Rapt d'enfants par des Roms : le réveil d'une rumeur qui date du Moyen Âge

Par Iris Peron et Emilie Tôn,
"Les agressions se multiplient. Il y a même eu des coups de feu à Bondy et à Champs-sur-Marne", assure Manon Fillonneau, déléguée générale du CNDH Romeurope.

"Les agressions se multiplient. Il y a même eu des coups de feu à Bondy et à Champs-sur-Marne", assure Manon Fillonneau, déléguée générale du CNDH Romeurope.

REUTERS/Stringer

Près de six siècles après sa naissance, la légende du "tsigane voleur d'enfants" continue d'exister. Signe d'une xénophobie toujours bien présente.

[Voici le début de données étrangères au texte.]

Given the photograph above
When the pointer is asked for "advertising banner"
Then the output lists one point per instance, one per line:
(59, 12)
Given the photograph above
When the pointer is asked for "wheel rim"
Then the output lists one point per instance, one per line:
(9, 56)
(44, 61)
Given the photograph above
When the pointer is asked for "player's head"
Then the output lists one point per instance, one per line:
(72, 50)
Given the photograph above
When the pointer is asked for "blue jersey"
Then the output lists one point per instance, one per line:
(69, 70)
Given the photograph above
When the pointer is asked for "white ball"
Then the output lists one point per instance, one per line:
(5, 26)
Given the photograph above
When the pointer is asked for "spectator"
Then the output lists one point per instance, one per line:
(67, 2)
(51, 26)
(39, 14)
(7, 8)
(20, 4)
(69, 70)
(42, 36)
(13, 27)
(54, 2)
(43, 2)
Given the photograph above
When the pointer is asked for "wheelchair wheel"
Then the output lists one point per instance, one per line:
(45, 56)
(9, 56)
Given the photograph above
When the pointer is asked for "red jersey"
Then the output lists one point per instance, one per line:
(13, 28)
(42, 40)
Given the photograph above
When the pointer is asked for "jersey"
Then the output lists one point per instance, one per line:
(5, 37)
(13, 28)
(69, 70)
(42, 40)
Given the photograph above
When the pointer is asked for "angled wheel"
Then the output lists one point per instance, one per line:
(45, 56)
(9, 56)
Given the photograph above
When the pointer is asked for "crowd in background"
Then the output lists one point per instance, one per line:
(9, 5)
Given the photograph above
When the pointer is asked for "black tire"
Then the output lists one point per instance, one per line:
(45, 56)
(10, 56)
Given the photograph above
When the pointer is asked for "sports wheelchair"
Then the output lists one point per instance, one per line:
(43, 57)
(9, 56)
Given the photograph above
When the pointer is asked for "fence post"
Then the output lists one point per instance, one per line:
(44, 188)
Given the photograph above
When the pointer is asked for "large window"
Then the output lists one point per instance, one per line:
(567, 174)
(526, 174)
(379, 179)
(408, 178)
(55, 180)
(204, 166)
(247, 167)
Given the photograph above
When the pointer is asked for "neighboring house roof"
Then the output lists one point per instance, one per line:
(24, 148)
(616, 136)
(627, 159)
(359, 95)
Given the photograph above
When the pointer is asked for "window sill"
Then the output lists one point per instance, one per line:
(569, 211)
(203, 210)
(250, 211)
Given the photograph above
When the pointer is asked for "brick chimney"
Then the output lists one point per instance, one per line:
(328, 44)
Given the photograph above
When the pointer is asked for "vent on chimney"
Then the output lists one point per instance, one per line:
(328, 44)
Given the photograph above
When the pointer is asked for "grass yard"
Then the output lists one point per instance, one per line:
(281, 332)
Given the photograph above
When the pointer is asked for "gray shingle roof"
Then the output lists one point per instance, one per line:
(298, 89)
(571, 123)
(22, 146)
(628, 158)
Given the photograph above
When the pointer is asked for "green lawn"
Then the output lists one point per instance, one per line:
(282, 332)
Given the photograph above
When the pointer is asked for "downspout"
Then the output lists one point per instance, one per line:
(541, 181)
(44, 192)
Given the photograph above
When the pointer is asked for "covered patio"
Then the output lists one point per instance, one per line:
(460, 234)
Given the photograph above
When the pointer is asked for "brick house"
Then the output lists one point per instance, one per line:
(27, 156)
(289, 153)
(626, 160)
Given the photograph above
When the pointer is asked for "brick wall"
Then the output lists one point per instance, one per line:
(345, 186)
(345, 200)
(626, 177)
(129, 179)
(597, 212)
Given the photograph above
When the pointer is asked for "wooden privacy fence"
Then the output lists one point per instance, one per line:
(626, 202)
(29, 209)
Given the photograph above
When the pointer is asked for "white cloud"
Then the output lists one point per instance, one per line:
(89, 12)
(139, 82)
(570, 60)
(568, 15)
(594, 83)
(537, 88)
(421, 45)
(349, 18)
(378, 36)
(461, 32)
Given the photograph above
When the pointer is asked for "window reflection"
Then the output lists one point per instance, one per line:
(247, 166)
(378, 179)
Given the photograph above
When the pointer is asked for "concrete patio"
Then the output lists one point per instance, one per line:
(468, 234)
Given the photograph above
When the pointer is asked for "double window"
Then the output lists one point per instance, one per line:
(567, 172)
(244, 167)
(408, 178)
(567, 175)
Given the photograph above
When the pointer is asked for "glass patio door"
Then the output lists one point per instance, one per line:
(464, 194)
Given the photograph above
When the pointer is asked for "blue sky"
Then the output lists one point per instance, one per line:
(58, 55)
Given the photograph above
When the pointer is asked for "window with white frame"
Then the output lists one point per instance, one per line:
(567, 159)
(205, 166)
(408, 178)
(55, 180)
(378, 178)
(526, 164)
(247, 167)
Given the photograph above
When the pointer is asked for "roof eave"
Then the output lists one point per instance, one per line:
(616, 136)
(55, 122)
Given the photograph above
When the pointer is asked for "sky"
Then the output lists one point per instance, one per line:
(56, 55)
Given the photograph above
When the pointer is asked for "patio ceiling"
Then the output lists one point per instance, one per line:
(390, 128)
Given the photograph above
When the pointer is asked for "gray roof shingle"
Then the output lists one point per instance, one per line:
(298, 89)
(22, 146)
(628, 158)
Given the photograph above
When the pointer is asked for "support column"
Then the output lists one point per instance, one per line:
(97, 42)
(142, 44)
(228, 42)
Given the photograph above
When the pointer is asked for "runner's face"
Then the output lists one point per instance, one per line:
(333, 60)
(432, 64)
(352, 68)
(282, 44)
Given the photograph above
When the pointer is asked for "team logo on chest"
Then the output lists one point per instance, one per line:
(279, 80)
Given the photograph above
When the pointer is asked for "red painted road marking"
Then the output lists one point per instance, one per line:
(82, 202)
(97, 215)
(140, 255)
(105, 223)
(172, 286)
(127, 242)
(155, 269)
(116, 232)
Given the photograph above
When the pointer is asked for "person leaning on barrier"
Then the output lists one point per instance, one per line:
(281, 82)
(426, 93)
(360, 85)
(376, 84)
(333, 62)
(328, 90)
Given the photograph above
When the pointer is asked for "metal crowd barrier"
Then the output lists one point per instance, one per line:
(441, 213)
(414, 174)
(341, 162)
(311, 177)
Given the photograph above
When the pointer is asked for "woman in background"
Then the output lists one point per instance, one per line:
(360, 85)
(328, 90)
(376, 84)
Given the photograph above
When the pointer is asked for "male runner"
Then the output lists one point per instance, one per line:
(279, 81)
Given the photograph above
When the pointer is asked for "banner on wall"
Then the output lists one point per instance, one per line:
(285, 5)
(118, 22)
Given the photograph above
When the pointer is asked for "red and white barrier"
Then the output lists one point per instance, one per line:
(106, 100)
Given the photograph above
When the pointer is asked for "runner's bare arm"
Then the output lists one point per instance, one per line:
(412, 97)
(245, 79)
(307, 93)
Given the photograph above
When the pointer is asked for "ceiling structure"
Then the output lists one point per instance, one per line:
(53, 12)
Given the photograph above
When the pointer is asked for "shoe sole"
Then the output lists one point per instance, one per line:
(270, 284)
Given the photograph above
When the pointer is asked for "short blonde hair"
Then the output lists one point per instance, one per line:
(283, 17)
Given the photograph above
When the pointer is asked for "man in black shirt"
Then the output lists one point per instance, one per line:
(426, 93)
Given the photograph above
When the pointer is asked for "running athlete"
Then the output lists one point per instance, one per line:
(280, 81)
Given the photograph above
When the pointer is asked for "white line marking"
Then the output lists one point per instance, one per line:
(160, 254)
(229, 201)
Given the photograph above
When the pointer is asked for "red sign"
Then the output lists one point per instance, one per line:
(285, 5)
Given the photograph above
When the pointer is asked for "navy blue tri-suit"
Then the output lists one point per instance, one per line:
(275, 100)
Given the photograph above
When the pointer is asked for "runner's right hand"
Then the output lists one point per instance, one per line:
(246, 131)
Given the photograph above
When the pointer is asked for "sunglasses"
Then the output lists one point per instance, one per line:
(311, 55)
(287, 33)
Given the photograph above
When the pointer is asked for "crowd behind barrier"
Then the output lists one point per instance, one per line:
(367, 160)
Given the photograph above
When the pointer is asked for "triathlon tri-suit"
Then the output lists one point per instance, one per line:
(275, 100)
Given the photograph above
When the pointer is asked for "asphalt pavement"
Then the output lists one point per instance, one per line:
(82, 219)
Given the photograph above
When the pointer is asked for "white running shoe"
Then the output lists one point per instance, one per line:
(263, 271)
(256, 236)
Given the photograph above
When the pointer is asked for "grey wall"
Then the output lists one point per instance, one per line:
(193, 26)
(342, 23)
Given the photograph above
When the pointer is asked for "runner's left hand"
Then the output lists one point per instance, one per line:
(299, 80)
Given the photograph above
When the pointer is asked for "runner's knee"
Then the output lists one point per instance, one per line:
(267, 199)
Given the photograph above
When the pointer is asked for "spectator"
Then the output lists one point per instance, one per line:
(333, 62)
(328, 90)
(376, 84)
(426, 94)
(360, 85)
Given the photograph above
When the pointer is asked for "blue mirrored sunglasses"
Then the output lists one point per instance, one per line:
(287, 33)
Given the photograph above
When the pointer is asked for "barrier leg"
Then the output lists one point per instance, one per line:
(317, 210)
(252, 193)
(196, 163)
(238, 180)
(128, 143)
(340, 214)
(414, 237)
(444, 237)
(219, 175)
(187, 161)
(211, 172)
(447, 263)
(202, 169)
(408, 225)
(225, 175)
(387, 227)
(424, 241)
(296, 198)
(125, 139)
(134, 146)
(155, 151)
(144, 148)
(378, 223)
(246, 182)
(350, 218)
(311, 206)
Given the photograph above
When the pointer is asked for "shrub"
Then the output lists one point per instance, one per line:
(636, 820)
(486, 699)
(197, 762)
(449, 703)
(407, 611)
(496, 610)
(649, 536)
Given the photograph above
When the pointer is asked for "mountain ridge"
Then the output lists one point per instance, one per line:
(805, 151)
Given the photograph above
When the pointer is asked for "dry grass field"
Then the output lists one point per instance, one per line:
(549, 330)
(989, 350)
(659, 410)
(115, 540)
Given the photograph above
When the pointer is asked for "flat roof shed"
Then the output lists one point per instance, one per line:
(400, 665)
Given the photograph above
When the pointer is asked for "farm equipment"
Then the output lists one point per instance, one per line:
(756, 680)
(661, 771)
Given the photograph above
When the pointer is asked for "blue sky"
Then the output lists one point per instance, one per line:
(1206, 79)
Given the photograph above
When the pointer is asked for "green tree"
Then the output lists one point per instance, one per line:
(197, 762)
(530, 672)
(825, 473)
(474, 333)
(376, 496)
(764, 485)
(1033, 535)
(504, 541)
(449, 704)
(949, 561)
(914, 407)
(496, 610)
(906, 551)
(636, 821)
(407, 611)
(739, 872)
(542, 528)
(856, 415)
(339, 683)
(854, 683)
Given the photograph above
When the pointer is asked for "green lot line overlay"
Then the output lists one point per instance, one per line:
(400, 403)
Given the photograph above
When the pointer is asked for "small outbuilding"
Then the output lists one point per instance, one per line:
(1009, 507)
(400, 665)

De la simple rumeur qui se propage sur les réseaux sociaux, à des expéditions punitives réelles, avec armes blanches et barres de fer. Dans la nuit de lundi à mardi, des membres de la communauté rom de Clichy-sous-Bois "ont été pris à partie par des individus qui les accusaient de s'être rendus responsables d'un enlèvement", relate auprès de L'Express une source policière.  

A Bobigny, d'autres Roms ont été ciblés par des individus armés, avant de riposter. En tout, 19 personnes ont été placées en garde à vue en Seine-Saint-Denis et au moins trois d'entre elles doivent être jugées ce mercredi. Le 17 mars, à Colombes, deux autres Roms à bord d'une camionnette blanche ont déjà été roués de coups dans des circonstances similaires.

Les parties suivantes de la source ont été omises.